# Thread: Solving for the square roots of binomials

1. ## Solving for the square roots of binomials

I have no idea how to do this one:

Sqrt(3x+4) + Sqrt(x-3) = 5

I did guess and check and found that x = 4, but I want a more elegant solution. I did try squaring both sides and came up with

3x + 4 + x - 3 + 2Sqrt(3x^2 - 5x -12) = 25 but, long story short, that did not turn out right for me. Am i on the right track?

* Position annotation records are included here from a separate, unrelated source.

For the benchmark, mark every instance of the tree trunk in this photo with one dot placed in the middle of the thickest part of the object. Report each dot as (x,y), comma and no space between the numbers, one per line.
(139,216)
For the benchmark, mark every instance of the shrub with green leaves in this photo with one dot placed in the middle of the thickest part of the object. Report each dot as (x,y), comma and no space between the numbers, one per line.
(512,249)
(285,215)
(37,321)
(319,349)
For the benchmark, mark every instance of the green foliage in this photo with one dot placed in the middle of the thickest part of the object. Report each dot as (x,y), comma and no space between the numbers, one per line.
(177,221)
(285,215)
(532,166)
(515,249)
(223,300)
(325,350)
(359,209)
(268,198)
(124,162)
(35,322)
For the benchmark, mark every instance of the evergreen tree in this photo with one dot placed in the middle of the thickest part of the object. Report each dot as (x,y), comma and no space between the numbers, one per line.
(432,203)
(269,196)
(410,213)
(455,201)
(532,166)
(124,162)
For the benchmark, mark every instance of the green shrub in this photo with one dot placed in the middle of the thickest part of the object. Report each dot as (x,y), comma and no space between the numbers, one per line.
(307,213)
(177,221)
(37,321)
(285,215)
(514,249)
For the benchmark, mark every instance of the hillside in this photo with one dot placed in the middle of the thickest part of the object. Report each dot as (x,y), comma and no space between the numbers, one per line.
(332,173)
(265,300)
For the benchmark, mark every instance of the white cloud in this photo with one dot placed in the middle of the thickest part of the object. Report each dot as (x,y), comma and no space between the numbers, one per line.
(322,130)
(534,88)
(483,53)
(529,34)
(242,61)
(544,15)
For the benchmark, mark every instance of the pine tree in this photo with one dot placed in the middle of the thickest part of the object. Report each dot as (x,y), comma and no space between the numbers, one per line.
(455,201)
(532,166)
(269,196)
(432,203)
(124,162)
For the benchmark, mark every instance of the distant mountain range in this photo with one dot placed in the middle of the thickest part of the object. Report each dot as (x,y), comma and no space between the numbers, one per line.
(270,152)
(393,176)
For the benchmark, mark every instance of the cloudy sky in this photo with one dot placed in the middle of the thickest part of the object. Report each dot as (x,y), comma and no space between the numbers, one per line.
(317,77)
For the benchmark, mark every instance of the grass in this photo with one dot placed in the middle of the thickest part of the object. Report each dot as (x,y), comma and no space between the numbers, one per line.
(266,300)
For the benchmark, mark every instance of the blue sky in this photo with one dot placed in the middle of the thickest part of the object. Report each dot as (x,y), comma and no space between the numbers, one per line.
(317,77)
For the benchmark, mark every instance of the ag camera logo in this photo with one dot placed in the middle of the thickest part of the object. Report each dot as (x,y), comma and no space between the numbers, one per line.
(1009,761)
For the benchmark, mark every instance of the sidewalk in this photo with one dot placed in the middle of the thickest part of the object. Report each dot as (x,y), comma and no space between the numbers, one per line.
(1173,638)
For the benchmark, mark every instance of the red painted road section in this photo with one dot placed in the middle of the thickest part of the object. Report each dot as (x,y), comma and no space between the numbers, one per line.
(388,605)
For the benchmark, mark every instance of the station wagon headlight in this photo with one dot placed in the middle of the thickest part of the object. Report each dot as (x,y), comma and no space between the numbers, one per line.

2. Originally Posted by satx
I have no idea how to do this one:

Sqrt(3x+4) + Sqrt(x-3) = 5

I did guess and check and found that x = 4, but I want a more elegant solution. I did try squaring both sides and came up with

3x + 4 + x - 3 + 2Sqrt(3x^2 - 5x -12) = 25 but, long story short, that did not turn out right for me. Am i on the right track?
HI

Yes , you will need to start by squaring .

$\displaystyle [\sqrt{3x+4}+\sqrt{x-3}]^2=[5]^2$

$\displaystyle 4x+1+2\sqrt{3x^2-5x-12}=25$

$\displaystyle 12-2x=\sqrt{3x^2-5x-12}$

Then square both sides once again and simplify .

$\displaystyle x^2-43x+156=0$

$\displaystyle (x-4)(x-39)=0$

x=4 , 39

Now test these 2 values . Only 4 is valid .

3. cheers mate

4. Hello, satx!

Another approach . . .

$\displaystyle \sqrt{3x+4} + \sqrt{x-3} \:=\: 5$

. . $\displaystyle \sqrt{3x+4} \;=\;5-\sqrt{x-3}$

Square both sides: .$\displaystyle (\sqrt{3x+4})^2 \;=\;(5-\sqrt{x-3})^2 \quad\Rightarrow\quad 3x + 4 \;=\;25 - 10\sqrt{x-3} + x-3$

. . $\displaystyle 10\sqrt{x-3} \;=\;18 - 2x \quad\Rightarrow\quad 5\sqrt{x-3} \;=\;9-x$

Square both sides: .$\displaystyle (5\sqrt{x-3})^2 \;=\;(9-x)^2 \quad\Rightarrow\quad 25(x-3) \;=\;81 - 18x + x^2$

. . $\displaystyle x^2 - 43x + 156 \:=\:0 \quad\Rightarrow\quad (x-4)(x-39) \:=\:0 \quad\rightarrow\quad x \:=\:4,\:39$

As mathaddict pointed out, $\displaystyle x = 39$ is extraneous.

. . Therefore, only $\displaystyle x = 4$ is a solution.